Exaggeration of Effect
For starters, reporting the relative difference in FVC decline exaggerates the treatment effect. At one year, the FVC in both groups worsened. Patients treated with nintedanib declined by 1.4% compared with 2.6% in the placebo group—an absolute difference of only 1.2%. This more closely approximates the patient experience, which almost certainly did not approach a 44% improvement in quality of life. In fact, patients reported no subjective improvement at all. Neither the FACIT-Dyspnea (Functional Assessment of Chronic Illness Therapy—Dyspnea) nor the HAQ-DI (Health Assessment Questionnaire without Disability Index) differed between groups.
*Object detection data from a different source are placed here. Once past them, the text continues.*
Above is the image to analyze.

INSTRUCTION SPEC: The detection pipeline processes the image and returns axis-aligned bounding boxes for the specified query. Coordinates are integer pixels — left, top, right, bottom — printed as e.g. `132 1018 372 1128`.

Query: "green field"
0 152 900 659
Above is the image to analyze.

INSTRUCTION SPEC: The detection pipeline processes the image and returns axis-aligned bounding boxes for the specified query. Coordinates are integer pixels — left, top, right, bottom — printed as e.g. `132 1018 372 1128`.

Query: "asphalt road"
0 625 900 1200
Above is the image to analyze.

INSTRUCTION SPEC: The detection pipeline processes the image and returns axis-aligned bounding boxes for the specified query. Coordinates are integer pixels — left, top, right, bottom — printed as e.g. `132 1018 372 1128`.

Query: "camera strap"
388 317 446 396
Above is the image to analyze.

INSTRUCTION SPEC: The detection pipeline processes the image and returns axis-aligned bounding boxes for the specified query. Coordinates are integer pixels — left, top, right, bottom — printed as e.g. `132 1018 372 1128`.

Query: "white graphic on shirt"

This should not be surprising; a 1.2% absolute decline of FVC does not meet any minimal clinically important difference thresholds.3,4 A stringent threshold of >10% was met by 7.0% in the nintedanib group and 8.3% in the placebo group (1.3% absolute difference; number needed to treat [NNT] of 77 patients). The difference for an FVC decline of >5% was larger, with a reduction of 20.6% in the nintedanib group and 28.5% in the placebo group (absolute difference of 7.9%; NNT of 13 patients). Even accepting a low bar for a minimal clinically important difference, 13 patients would need to be treated with nintedanib for one to benefit.
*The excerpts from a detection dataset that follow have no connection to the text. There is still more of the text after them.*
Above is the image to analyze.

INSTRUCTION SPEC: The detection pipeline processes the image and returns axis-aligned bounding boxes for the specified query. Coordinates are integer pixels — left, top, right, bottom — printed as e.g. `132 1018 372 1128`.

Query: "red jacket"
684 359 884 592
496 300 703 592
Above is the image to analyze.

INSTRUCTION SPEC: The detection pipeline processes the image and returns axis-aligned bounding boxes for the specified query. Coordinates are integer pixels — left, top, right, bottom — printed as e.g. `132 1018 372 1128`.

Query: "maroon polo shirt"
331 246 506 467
This modest effect shrinks among patients already receiving mycophenolate mofetil (MMF), the standard of care for SSc-ILD, which was taken by only half of the patients in this trial. Among these patients, the benefit of nintedanib fell from 41 mL less FVC decline per year to 26 mL less FVC decline per year. This was not a statistically significant difference. Similarly, nintedanib did not confer a significant benefit among patients with limited systemic sclerosis, who made up 48% of the population studied. Had this trial been performed on patients receiving background MMF or with limited systemic sclerosis, it may not have shown significant benefit or been approved by the FDA.